It very much sounds like we are about to have the making of the UK economy’s first squeal directed by nobody else than Threadneedle Street, Forward Guidance Part 2.
Goodbye to Forward Guidance Part 1 and welcome to Part 2! I bet the suspense is killing you.
With the introduction of forward guidance only six months ago, has it really worked as well as we might think? I am of the opinion, not really, unemployment has fallen which they have used as an indicator to determine movement in interest rates. This was particularly blind sighted, it has given too much pressure on one particular indicator with a caveat on controllable inflation, and there are many more factors in a developed economy they need to be considered.
Due to the rapid fall in unemployment, it has amplified the pressure on the MPC to hike rates. Traders have been pricing this in, with GBP crosses being very bid, however with the dovish comments from the BoE recently, there has been a significant lack in confidence and they have fallen back significantly.
Comments such as they have been too “unnecessarily focusing on one indicator” and that they “there are a board range of things we could do” and “no immediate need to increase interest rate”. The wording alone does not inspire confidence and shows that they know there is a lot water to flow under the bridge just yet. They have put to much pressure on the system by not have a more diversified outlook or structured plan and are now back pedalling.

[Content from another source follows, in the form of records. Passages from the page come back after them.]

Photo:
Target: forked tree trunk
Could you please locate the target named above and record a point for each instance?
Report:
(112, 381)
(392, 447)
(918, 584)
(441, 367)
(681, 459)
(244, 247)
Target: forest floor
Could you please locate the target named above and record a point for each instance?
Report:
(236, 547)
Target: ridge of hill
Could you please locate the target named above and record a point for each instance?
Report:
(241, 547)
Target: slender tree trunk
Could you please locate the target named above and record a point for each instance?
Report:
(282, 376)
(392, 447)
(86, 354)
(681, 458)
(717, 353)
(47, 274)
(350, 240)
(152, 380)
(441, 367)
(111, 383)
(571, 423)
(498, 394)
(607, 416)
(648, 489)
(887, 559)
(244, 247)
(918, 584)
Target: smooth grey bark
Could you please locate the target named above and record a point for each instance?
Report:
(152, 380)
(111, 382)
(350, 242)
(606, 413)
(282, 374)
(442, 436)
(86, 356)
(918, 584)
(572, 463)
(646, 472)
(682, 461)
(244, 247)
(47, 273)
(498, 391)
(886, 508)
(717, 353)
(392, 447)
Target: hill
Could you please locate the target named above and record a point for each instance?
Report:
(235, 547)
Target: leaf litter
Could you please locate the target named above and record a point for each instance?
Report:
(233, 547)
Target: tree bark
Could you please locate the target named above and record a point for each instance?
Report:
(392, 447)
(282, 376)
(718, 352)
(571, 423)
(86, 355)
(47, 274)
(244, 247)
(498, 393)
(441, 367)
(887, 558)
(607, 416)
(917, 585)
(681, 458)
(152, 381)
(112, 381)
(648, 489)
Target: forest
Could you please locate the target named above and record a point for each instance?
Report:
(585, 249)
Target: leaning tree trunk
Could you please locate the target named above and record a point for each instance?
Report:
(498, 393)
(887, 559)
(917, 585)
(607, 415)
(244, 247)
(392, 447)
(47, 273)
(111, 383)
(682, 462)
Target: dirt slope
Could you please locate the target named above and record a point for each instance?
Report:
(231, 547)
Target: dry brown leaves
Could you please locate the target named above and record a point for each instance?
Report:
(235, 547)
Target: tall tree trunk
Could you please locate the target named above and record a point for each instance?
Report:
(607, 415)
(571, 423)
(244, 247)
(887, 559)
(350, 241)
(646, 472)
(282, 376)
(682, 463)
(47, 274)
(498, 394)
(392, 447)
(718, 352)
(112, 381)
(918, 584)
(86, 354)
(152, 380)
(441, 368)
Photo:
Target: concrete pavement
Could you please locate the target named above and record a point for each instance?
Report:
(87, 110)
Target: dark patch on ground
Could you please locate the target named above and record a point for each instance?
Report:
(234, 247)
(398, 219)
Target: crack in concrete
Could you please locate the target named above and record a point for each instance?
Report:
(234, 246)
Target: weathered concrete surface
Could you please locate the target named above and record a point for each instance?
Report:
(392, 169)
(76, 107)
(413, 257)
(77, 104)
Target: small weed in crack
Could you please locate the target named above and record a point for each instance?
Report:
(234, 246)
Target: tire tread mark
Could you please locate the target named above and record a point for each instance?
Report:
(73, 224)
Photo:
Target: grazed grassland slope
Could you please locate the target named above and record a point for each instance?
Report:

There is huge pressure that the UK economy does not stagnate and patients is required to ensure the economy is growing at a steady and stable pace before pumping on the breaks. Good crosschecks need to be implemented to ensure that all parts of the economy are benefiting from the recovery before acting with haste.
It is often forgotten, that it harder to inspire confidence and growth in an economy if there isn’t any at all, momentum is a huge part of it and control is key. The phase learning to run before you can walk comes to mind.
There are many other methods of control that could be looked at; there could be a reduction in asset purchasing. It has been discussed by David Miles that the “unwinding of such asset purchases is likely to occur when financial markets are operating more normally”. Could this be a good time to try to reduce stimulus, slowly initially as a test, not as rapid as the tapering process in the States but more experimental initially.
In the short term the MPC will be looking at a range of options to modernise the current programme, most likely looking at the behaviour of aggregate supply in the economy, inflationary pressures as well as other indicators to give a more detailed overview of the strength of the economy.
To conclude, there is one thing that is clear, they are not going to change interest rate this month so don’t hold your breath on that, however going forward, wording and phasing will be key to give us a slight indication of what is to come.